The American Trucking Associations says the ACT would provide “common sense hours-of-service relief and flexibility for professional truck drivers while enhancing highway safety and supply chain efficiency.”
“Now that the trucking industry is coming into full compliance with the electronic logging mandate, the next step in improving truck safety and supply chain efficiency is to use the data these ELDs collect to make needed improvements to the underlying hours-of-service rules,” said ATA President and CEO Chris Spear. “Congressman Crawford has been a leader on these issues, and a passionate advocate for drivers and carriers of all sizes, so we are proud to support this important legislation that will provide flexibility for millions of drivers while enhancing truck safety.”
Since the December shift to mandatory use of electronic logging devices to track drivers’ hours of service, there have been some issues for the industry – not about ELD use, but about the flexibility of the underlying hours-of-service rules.
“Many complaints associated with ELDs are really issues with the hours-of-service rules themselves – issues that were papered over by inaccurate or falsified logbooks,” said Collin Stewart, president and CEO of Stewart Transport Inc. “ELDs have made it more difficult for drivers to ‘fudge’ their logs, but have also shown where the weaknesses in the HOS rules are. The solution proposed by Congressmen Crawford, Westerman and Bishop is a reasonable one and we urge Congress to quickly move on it.”

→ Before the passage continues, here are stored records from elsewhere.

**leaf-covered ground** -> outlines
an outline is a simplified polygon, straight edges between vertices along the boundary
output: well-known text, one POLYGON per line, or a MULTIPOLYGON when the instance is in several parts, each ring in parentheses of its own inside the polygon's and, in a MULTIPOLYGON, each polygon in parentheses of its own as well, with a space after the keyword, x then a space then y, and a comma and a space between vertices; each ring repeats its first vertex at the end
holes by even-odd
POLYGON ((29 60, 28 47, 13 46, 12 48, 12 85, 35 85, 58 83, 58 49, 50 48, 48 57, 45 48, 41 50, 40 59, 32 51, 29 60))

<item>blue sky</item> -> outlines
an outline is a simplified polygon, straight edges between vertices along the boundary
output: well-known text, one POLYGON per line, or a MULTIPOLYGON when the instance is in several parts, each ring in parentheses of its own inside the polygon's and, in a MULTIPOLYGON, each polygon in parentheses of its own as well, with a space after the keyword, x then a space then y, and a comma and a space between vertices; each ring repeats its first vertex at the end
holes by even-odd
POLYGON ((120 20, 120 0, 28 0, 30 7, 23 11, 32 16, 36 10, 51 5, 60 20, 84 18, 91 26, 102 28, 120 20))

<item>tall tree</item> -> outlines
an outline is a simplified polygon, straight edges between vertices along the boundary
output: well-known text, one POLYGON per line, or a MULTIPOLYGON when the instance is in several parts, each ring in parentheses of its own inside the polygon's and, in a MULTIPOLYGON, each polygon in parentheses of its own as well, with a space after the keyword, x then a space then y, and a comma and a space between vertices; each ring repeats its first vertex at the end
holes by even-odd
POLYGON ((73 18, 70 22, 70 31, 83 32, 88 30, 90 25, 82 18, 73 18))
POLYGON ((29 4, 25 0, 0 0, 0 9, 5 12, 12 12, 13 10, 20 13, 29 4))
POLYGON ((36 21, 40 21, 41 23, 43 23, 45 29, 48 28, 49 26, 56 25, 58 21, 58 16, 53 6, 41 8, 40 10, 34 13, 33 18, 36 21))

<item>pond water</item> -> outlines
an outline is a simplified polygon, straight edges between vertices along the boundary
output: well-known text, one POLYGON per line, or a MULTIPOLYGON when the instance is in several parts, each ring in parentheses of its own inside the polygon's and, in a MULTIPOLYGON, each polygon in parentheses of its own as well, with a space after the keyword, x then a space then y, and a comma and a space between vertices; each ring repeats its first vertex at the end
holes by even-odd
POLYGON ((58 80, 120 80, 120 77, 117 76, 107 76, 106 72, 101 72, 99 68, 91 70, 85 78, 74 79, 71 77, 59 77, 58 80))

Stewart is chairman of ATA’s Small Carrier Advisory Committee and a member of the board of directors of the Agricultural and Food Transporters Conference.
The HOURS Act would provide narrow hours-of-service relief in four areas:
Exempting drivers hauling livestock or agricultural products from the hours-of-service rules within 150 air-miles of the source of their load, regardless of state-designated planting or harvesting season.
Harmonizing the hours-of-service rules for shorthaul truck drivers by providing one single set of rules: exempting drivers from ELD requirements if they operate exclusively within 150 air-miles of their reporting location and complete their workday in 14 hours, ending the current two-tiered system.
Reducing the current supporting documents burden for drivers to only verify the start and end time of a driver’s daily on-duty period.
Accelerating the Federal Motor Carrier Safety Administration’s already-in-progress efforts to provide flexibility in how drivers who take off-duty periods in sleeper berths split their rest time.
“Congressmen Crawford, Westerman and Bishop have provided a roadmap for improving the current hours-of-service rules, while maintaining the safety of our highways,” Spear said. “This narrow and targeted relief would improve the lives of millions of professional drivers and we ask Congress to support it.”